As posted to the mailing list recently, Kernels post r357547 hang during boot on my PowerMac G5 Quad, at: mountroot waiting for /dev/ada0s3 (This is with SMP disabled) I have tried revisions: 357547 - Works 357550 - hangs on boot 357556 - hangs on boot 357566 - hangs on boot 357875 - hangs on boot I think the issue may be with commit 357548 as it changes something in: head/sys/powerpc/aim/slb.c Although what its changing may be beyond me!
Hmm, r357548 shouldn't have had an effect by itself, but it could be fallout from related r357549. Could you try setting this from the boot loader or in /boot/loader.conf? vm.debug.uma_multipage_slabs="0" If that works then we can try to find which zone causes trouble. Would you be able to try out a patch that would print debugging info?
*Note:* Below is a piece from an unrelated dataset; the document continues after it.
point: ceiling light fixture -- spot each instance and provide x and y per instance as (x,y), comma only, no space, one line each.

(In reply to Ryan Libby from comment #1) Hi, Yep, that works, so r357550 now boots successfully with: vm.debug.uma_multipage_slabs="0" I'm happy to test a patch and update to a more recent rev also. Thanks
Created attachment 211651 [details] Print zone layouts Okay, could you try out this patch? It won't fix anything, it will hopefully just tell us what difference r357549 makes. So, first could you try it with vm.debug.uma_multipage_slabs="0", and then grep for "keg.*layout" in /var/log/messages and attach that somewhere, and then again with vm.debug.uma_multipage_slabs="1"? There should be a number of zones which end up with different layouts between the two and likely one of those is causing the issue.
Created attachment 211652 [details] Print zone layouts Sorry, update to patch, I realized I left off a newline.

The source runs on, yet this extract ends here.